Há vários sinais que indicam que, com a maioria de dois terços [detida pelo Fidesz no parlamento], o Governo passou da transição para a consolidação, apesar de ter havido momentos de ansiedade e de dúvidas. Se o Governo conseguir controlar o equilíbrio orçamental e reavivar uma economia enfraquecida, poderá muito provavelmente apoiar os eleitores de outra forma que não seja diminuindo as despesas domésticas. Se tal for o caso, tirará partido disso como o faria qualquer outro poder governamental competente.
Ataque falacioso e amargo
A consolidação marcaria a sentença de morte da oposição.

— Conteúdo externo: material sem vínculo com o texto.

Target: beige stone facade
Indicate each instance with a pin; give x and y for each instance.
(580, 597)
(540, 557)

Pode-se assim dizer que o ataque lançado por causa da quarta alteração à Constituição apoiada por forças internacionais é falacioso e amargo, mas não de todo surpreendente. A declaração do ministro dos Negócios Estrangeiros János Martonyi numa entrevista ao semanário Heti Valasz ilustra isso na perfeição: “os ataques políticos estão longe de acabar porque a luta entre os partidos continua em todos os país e a nível europeu”.
A contestada alteração da Constituição não surpreendeu ninguém. Quando o Tribunal Constitucional – que rege o equilíbrio dos poderes em relação à maioria governamental – rejeitou as disposições transitórias da Lei Fundamental, o Fidesz deixou claro que este devia incorporar a maioria dos excertos incriminados por motivos formais. Obviamente, o Fidesz não deveria resolver todos os seus problemas com a Constituição. Mas, de facto, é verdade que a tarefa do Tribunal Constitucional consiste em interpretar as disposições da Lei Fundamental e não julgar a sua legitimidade, [a reforma constitucional impede o Tribunal de emitir pareceres sobre o tema e recorrer à sua jurisprudência anterior à entrada em vigor da Constituição].
Só falta um ano para as eleições, e a oposição tem motivos para temer este evento. Um novo fracasso poderia assinalar o seu fim. Esta deverá portanto utilizar todos os recursos de que dispõe para desacreditar o Governo, apelar a parceiros internacionais sérios e voluntários civis anarquistas.
A campanha será tudo menos civilista e o ruído da batalha será estrondoso. Mas não nos devemos esquecer de que se trata de um combate de retaguarda. Já não é a Constituição em si que está a ser atacada, apenas a alteração proposta.